Open bakkot opened 2 months ago

bakkot commented 2 months ago

AsyncIterator.zip([asyncIterator, syncIterable]) should presumably work (once we get Iterator.zip).

for await (let val of [Promise.resolve(0)]) will await the promise, binding 0 to val. I think necessarily that means that AsyncIterator.from([Promise.resolve(0)]) must as well, such that AsyncIterator.from([Promise.resolve(0)]).forEach(console.log) will print 0. This preserves the invariant that async iterables never yield promises.

But for zip, we don't necessarily have to match that behavior, because the results are boxed, not yielded directly, so the invariant is upheld either way. Question, then: should zip await values yielded by sync iterators?

On the one hand, "it promotes to async iterator, and then zips that" is the obvious intuition, which suggests that it should await.

On the other hand, that behavior is very easy to recover if it does not await values from the zipped things (simply do the AsyncIterator.from yourself), whereas recovering the "not await" behavior is pretty annoying if it does await them.

Thoughts? @michaelficarra expressed a preference for not awaiting.

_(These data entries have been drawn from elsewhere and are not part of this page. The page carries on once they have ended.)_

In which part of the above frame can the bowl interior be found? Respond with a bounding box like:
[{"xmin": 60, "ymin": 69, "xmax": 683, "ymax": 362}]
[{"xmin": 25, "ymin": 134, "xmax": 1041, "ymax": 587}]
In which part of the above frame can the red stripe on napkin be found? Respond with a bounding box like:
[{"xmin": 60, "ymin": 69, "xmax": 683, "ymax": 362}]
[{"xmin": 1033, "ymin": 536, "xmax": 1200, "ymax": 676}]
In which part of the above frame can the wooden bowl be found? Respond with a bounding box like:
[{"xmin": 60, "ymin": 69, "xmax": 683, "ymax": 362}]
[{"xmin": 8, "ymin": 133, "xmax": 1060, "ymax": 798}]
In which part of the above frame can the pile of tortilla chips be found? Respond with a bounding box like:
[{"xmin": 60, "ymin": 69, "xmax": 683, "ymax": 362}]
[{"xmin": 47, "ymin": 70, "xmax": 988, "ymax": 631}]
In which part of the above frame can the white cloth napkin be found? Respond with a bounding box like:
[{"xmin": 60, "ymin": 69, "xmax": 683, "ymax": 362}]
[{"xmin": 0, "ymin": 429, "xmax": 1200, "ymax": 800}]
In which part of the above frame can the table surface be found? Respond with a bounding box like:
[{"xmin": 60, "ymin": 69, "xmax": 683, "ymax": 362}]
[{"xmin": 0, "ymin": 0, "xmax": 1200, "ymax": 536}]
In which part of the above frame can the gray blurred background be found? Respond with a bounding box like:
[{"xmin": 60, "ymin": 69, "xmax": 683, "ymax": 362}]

conartist6 commented 2 months ago

Strong preference for awaiting

bakkot commented 2 months ago

@conartist6 say more about why?

conartist6 commented 2 months ago

In my mind the arguments to zip are async iterators. Zip is defined to return one item from each async input iterator.

I think I would favor not awaiting if async iterators themselves weren't defined to await on both step and step.value, but they are, and they are defined to do so when coercing sync iterators which contain promises to be used as async iterators.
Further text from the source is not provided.